Moreover, at the end of the 75-year horizon there is a growing deficit, which is expected to continue indefinitely. To account for deficits beyond the 75-year window, a longer horizon is needed. One way to do this is to calculate the unfunded obligation into the infinite future. The present value of the gap between scheduled benefits and dedicated taxes in all future years is $12.8 trillion. Offsetting this amount with projected Trust Fund balances yields the $11.1 trillion perpetuity unfunded obligation reported by the Social Security Trustees (see Figure I).

Cost of Delay. But the problem is not the same next year - as with any unpaid debt, we owe more later if we do not pay today. The $11.1 trillion unfunded obligation grows each year at the government borrowing rate. Next year, the unfunded obligation will be $11.8 trillion ($11.1 trillion x 1.06), or $666 billion higher than this year, under identical assumptions and assuming a nominal interest rate of 6 percent.
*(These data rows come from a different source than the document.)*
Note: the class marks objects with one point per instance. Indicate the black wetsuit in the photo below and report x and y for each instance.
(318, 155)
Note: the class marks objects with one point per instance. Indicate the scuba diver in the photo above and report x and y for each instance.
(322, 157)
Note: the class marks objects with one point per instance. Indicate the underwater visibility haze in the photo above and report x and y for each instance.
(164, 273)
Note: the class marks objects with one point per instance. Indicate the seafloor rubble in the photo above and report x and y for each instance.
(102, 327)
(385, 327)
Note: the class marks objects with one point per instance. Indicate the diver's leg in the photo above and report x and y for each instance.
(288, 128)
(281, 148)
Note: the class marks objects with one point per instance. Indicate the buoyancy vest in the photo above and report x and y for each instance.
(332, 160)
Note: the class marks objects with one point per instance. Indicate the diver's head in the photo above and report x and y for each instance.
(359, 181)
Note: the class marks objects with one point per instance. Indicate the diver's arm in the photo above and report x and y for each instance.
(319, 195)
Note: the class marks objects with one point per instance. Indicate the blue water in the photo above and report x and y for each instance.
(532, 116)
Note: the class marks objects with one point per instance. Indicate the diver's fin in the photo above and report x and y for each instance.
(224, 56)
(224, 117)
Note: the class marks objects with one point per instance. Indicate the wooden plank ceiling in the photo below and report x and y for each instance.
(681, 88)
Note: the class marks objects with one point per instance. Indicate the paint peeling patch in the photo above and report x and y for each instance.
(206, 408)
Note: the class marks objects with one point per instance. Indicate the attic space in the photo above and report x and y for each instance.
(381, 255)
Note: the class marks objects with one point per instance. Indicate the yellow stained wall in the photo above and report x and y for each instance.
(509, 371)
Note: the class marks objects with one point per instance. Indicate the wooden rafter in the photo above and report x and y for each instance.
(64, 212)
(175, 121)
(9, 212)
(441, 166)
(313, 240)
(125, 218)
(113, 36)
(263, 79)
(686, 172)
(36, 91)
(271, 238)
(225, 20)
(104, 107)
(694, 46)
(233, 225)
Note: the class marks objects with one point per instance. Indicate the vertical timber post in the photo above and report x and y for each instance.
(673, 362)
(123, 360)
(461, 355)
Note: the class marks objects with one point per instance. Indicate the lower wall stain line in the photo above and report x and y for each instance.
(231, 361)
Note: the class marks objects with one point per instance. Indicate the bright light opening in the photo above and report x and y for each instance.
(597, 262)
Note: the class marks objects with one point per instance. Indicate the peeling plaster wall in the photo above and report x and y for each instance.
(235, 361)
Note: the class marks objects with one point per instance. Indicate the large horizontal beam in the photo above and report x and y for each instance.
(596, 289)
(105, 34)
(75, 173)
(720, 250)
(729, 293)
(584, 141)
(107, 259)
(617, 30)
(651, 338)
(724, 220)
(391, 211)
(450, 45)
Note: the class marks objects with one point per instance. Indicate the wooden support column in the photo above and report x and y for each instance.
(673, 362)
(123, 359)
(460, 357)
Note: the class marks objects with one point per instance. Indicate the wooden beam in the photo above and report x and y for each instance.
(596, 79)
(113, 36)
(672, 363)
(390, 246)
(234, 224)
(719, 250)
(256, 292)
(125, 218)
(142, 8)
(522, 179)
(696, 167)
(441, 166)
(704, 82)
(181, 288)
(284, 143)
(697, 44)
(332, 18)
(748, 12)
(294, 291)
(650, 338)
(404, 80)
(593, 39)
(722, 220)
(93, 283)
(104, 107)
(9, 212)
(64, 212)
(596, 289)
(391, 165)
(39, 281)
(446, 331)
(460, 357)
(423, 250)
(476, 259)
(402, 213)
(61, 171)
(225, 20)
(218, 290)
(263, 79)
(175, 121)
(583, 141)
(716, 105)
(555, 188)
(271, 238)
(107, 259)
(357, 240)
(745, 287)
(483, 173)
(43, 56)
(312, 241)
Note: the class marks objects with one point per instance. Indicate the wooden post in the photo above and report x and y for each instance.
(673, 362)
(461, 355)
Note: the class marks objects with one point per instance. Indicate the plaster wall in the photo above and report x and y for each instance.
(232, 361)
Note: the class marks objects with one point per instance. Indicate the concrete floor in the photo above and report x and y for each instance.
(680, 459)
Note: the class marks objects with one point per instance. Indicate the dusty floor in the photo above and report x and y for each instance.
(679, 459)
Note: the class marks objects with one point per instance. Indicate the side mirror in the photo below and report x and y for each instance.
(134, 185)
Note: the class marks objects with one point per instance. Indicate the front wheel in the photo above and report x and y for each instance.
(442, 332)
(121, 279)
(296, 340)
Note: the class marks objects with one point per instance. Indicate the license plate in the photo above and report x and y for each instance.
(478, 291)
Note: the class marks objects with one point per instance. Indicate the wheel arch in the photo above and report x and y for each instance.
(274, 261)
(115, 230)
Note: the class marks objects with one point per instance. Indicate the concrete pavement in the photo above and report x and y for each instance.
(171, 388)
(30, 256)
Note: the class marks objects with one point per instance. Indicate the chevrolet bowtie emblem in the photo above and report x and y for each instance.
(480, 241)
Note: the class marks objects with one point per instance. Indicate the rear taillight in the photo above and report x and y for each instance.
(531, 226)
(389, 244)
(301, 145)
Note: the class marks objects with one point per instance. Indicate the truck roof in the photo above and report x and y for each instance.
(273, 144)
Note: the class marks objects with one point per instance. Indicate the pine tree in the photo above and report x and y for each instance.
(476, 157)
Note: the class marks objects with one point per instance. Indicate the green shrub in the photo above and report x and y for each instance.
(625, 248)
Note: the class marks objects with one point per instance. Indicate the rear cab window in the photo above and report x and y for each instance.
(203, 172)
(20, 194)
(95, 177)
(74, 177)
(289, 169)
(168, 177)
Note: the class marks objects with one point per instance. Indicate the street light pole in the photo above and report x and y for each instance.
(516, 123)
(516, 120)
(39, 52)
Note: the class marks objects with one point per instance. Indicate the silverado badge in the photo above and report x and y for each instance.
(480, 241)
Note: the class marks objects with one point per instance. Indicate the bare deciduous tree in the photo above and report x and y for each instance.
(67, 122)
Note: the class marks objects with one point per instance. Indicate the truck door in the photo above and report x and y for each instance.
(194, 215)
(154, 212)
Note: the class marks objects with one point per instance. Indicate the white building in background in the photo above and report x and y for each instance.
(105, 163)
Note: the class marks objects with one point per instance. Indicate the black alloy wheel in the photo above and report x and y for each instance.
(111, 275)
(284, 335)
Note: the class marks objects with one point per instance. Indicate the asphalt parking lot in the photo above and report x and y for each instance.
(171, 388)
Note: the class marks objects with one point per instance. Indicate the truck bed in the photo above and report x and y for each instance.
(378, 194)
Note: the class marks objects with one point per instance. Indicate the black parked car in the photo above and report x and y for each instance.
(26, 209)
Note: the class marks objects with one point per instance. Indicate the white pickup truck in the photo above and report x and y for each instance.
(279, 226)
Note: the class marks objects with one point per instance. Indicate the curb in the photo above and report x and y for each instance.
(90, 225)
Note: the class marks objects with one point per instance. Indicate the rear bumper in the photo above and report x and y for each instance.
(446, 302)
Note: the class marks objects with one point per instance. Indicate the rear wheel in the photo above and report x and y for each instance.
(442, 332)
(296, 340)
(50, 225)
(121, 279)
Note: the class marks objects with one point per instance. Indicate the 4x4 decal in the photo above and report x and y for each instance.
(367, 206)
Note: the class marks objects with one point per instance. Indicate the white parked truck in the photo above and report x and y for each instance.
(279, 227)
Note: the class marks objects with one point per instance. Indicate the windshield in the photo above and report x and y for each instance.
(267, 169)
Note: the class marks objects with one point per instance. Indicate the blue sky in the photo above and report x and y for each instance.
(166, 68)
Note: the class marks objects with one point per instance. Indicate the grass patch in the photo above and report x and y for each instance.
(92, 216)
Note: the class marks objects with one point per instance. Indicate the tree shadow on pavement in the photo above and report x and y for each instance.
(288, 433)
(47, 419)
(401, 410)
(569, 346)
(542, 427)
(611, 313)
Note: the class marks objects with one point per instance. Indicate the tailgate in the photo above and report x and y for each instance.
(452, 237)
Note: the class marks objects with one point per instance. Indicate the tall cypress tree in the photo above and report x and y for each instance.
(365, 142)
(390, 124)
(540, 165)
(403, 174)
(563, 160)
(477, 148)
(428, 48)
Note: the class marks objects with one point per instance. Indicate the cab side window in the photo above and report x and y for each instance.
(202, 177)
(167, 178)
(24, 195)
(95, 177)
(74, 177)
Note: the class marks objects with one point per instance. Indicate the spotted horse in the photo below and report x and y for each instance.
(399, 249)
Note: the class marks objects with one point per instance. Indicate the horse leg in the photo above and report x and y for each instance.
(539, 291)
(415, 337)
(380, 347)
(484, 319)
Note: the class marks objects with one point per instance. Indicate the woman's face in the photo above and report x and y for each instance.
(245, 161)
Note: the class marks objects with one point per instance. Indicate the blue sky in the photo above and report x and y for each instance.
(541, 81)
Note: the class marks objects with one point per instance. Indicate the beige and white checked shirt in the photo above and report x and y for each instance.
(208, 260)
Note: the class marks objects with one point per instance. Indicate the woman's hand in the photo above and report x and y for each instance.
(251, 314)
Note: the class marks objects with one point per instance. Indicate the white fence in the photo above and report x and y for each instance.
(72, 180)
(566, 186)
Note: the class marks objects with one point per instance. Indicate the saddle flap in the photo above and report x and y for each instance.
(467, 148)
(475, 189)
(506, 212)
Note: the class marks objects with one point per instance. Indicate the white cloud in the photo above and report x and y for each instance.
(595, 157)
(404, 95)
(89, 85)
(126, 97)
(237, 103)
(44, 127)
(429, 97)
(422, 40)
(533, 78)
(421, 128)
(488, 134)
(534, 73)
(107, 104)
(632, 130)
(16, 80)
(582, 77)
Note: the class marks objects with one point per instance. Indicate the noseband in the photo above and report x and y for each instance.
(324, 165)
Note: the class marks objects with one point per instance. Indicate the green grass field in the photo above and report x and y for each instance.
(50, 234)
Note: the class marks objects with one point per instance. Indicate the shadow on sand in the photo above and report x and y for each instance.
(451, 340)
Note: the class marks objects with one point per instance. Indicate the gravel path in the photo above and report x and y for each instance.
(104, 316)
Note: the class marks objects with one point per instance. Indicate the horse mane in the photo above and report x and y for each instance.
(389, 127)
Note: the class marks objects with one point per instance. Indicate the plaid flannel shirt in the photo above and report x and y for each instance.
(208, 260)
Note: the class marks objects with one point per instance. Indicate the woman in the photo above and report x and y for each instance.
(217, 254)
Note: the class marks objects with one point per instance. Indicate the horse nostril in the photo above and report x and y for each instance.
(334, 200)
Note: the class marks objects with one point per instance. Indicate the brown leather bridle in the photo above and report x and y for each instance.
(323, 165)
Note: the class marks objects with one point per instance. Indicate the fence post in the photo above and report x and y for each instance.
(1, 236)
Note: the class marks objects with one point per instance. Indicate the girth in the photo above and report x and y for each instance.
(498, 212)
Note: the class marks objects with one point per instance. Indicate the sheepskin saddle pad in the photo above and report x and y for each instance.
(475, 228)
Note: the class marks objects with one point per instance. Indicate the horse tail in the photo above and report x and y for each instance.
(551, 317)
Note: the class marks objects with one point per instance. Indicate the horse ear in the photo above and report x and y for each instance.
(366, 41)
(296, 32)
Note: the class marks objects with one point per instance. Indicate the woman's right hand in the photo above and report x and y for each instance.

Trust Fund. The surpluses have been credited to the Trust Fund and are credited interest at the government's borrowing rate. Under current law, the surpluses over the next 12 years will also be credited to the Trust Fund. Unless the law changes, when the Trust Fund's bonds are cashed in at the Treasury, taxes must be raised, programs cut, or funds borrowed, in order to pay promised Social Security benefits. Social Security will redeem the Trust Fund's bonds between 2017 and 2041 for cash from the U.S. Treasury. However, the Treasury must come up with the money. The annual cost of these redemptions is depicted in Figure II.

Social Security Surpluses and Deficits

Social Security's Actuarial Deficit. The payroll tax increase necessary to bring the system into actuarial balance (Social Security's "actuarial deficit") is 3.5 percentof payroll. If the payroll tax rate were permanently increased from 12.4 percent to 15.9 percentnow - and the surpluses and current Trust Fund bonds were invested in stocks or bonds earning the government borrowing rate - the system would be solvent forever. A 3.5 percentage point payroll tax hike is a 28percent tax increase and would collect an additional $166 billion in taxes this year, with the amount growing every year with wages.

However, if we wait to raise the payroll tax rate (and to invest the current Trust Fund balance and future surpluses), the actuarial deficit will rise with time, and the tax increase necessary to close the gap also will rise. Next year, the actuarial deficit will rise from 3.5 percent of payroll to about 3.56 percent. Waiting until 2017 to initiate a reform would result in a 26 percent increase in the actuarial deficit.

Conclusion. So, what is the cost of waiting? Is it the $666 billion change in the size of the unfunded obligation between 2005 and 2006 or is it the growth in the actuarial deficit from 3.5 to 3.56 percent of taxable payroll? Either way we measure the cost of waiting, it is expensive.

By any accounting, Social Security's financing will soon be inadequate. Furthermore, Social Security's financing cannot be viewed in a vacuum. Medicare spending will exceed Social Security spending in 20 years, and its burden on the rest of the federal budget comes sooner. If one of the goals of reform is to reduce the tax burden the next generation must shoulder, then the current generation must make some hard choices today.

Andrew J. Rettenmaier is an NCPA senior fellow and the executive associate director of the Private Enterprise Research Center at Texas A&M University.